Standstill as a Process
Crisis can serve as an incentive for change. Standstill is an imaginary quantity. Any standstill is only conceivable in comparison and is therefore still a process. And this process does not stop as long as we think. We can take this as an incentive. If we view Standstill as a Process, new design possibilities open up.
Thinking and designing in times of crisis
First of all, this text is addressed to those who want to and are able to read this text right now and who are not existentially affected by this crisis to such an extent that other concerns predominate. The ability to act is the basis for change processes. This is the basis from which the following points can be considered:
Crisis always also means the need for and delivery of information. There are very many, too many data. Which ones reflect the status quo? Which serve the mediation of higher-level processes? Which data is relevant? Data are only meaningful in context. Only data considered in a network provides information from which variables and influencing values for our thoughts and actions can be extracted. We have to find and combine this information. The most reliable information is still based on own observations.
In times like with Covid-19 we experience a scenario live, without ifs and buts. We are directly affected. It is about the whole and no longer only about forms of possibility. When a scenario becomes reality, it is automatically more important than a thought construct in the sense of a supporting structure for finding solutions. Automatically, our ideas are also more systemically relevant than simple assumptions. Now is the time for radical thinking and real transformation processes.

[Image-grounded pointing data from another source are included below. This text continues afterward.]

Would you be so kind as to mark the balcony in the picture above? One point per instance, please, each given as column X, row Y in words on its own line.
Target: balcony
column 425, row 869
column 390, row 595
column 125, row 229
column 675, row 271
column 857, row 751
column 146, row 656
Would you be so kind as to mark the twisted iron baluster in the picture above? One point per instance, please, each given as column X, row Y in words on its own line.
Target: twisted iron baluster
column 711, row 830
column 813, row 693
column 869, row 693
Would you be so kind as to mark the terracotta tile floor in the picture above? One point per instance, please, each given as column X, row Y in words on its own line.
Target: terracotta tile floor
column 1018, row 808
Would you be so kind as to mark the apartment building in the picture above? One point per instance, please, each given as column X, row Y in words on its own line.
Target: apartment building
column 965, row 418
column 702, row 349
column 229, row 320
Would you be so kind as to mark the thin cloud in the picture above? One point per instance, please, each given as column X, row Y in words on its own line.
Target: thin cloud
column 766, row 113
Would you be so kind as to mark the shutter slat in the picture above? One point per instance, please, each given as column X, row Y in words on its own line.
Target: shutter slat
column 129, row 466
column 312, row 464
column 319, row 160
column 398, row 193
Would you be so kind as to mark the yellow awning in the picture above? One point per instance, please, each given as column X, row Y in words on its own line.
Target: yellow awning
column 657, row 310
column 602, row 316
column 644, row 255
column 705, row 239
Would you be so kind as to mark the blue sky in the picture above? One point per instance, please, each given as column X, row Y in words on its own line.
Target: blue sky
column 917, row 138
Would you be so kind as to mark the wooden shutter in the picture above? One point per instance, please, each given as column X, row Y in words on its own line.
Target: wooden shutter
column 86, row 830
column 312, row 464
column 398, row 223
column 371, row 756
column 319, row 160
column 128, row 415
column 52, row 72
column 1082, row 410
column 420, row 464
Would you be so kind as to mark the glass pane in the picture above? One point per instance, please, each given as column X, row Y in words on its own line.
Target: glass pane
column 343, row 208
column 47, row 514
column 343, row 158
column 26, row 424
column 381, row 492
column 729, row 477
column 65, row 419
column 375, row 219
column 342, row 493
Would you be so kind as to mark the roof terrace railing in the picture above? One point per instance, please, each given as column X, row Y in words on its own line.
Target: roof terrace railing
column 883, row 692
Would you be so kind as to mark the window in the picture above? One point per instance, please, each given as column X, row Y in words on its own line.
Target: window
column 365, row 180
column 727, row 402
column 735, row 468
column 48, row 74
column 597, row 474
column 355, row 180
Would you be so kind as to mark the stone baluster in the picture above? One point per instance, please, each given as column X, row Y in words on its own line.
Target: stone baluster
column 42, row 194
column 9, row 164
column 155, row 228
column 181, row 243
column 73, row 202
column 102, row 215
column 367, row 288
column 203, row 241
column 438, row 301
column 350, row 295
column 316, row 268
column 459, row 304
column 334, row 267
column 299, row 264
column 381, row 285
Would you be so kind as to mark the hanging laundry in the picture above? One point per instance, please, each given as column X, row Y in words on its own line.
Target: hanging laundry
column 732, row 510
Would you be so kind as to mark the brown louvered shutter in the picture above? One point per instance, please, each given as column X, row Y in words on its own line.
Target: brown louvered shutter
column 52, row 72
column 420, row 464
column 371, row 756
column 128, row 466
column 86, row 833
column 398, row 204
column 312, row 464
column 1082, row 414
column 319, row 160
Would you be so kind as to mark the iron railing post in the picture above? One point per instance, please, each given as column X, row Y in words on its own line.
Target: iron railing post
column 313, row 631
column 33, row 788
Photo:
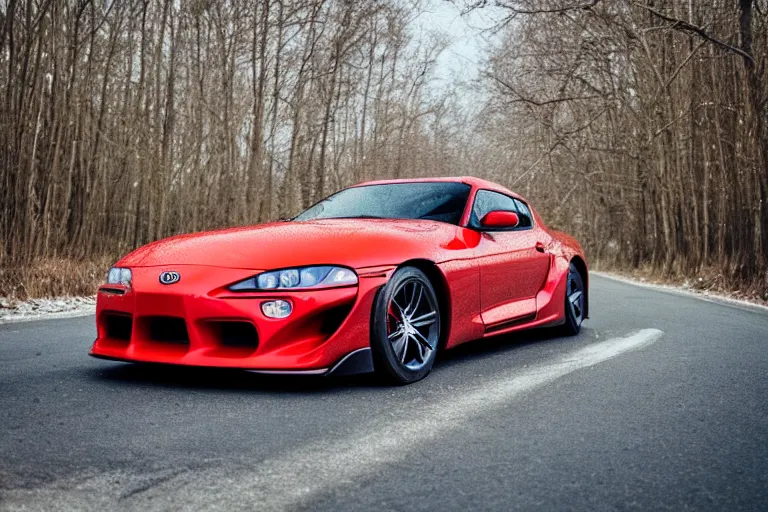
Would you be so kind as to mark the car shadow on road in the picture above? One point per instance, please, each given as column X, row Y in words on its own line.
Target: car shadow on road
column 496, row 345
column 170, row 376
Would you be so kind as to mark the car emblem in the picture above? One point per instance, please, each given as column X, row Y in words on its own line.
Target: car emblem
column 169, row 277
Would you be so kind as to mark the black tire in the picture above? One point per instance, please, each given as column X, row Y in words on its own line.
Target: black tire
column 575, row 300
column 405, row 336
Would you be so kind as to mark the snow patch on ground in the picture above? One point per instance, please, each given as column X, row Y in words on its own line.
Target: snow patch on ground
column 684, row 290
column 44, row 309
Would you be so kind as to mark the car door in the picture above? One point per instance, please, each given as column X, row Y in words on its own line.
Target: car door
column 513, row 262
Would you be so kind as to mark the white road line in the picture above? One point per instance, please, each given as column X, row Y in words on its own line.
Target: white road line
column 295, row 478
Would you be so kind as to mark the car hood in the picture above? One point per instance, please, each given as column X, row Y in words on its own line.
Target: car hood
column 356, row 243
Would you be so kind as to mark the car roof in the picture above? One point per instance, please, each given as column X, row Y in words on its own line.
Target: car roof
column 476, row 183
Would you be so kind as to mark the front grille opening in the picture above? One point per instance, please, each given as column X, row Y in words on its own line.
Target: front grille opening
column 119, row 327
column 238, row 334
column 168, row 329
column 333, row 318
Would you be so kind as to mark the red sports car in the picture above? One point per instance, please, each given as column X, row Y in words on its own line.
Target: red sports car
column 377, row 277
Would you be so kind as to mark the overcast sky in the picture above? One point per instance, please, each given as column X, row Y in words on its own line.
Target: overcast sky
column 468, row 40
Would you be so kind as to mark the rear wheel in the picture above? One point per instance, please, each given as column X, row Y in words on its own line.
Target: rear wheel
column 405, row 327
column 574, row 301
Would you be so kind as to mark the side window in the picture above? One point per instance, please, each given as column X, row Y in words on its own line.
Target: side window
column 526, row 219
column 486, row 201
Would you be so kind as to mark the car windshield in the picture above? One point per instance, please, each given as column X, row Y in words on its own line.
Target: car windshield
column 440, row 201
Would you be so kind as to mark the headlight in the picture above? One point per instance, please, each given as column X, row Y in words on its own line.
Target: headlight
column 119, row 275
column 298, row 278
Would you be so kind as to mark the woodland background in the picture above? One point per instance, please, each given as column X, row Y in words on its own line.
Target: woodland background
column 638, row 126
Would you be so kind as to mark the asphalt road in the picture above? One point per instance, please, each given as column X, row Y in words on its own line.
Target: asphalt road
column 660, row 403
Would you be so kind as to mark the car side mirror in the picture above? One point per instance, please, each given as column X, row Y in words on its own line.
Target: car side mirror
column 500, row 219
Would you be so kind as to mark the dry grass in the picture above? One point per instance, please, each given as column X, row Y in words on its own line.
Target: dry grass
column 75, row 278
column 705, row 280
column 53, row 278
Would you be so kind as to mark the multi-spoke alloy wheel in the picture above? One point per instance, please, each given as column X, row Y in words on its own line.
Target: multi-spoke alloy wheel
column 574, row 301
column 412, row 325
column 406, row 326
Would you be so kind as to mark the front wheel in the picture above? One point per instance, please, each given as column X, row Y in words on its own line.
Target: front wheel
column 574, row 301
column 405, row 329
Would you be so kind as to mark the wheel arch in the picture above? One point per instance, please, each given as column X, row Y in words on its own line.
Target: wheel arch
column 581, row 266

Life means change. Transformation is the DNA of life. And what’s happening right now is pure life. Unlike service by the book, it requires a living response. This is exciting. This is necessary. That’s good. The basic requirement for sustainable decisions is honesty: honesty for our situation and that of others. This means saying goodbye to previous plans. It is not about small corrections but about new plans. But these can only be thought successfully if we are honest. We will only maintain the known system boundaries if we continue to focus inwards and remain within the existing system. But our view must wander outwards. We must respond to a changed environment and take a stand – with answers that offer solutions to the changed needs.
Problem solving starts with the user. What? For whom? Why? As simple and efficient as possible and with satisfaction. Users are the others. Not us. At a time of crisis, this is a difficult exercise – putting one’s own problems behind in favour of others. It is about the needs and requirements of the users. We have to understand these. Then it is time for our product – as a problem solver. Only if it helps the users, it will be successful.
Standstill as a Process is probably more dynamic and innovative than traditional transformation processes ever thought possible. In the crisis we can allow ourselves to think more radically and to really design new ways because many rules no longer apply. Much more can be questioned than within usual workflows. We realize what is possible because we experience it directly. We can reshape. And we must.
Action instead of reaction. New instead of different. Today instead of tomorrow.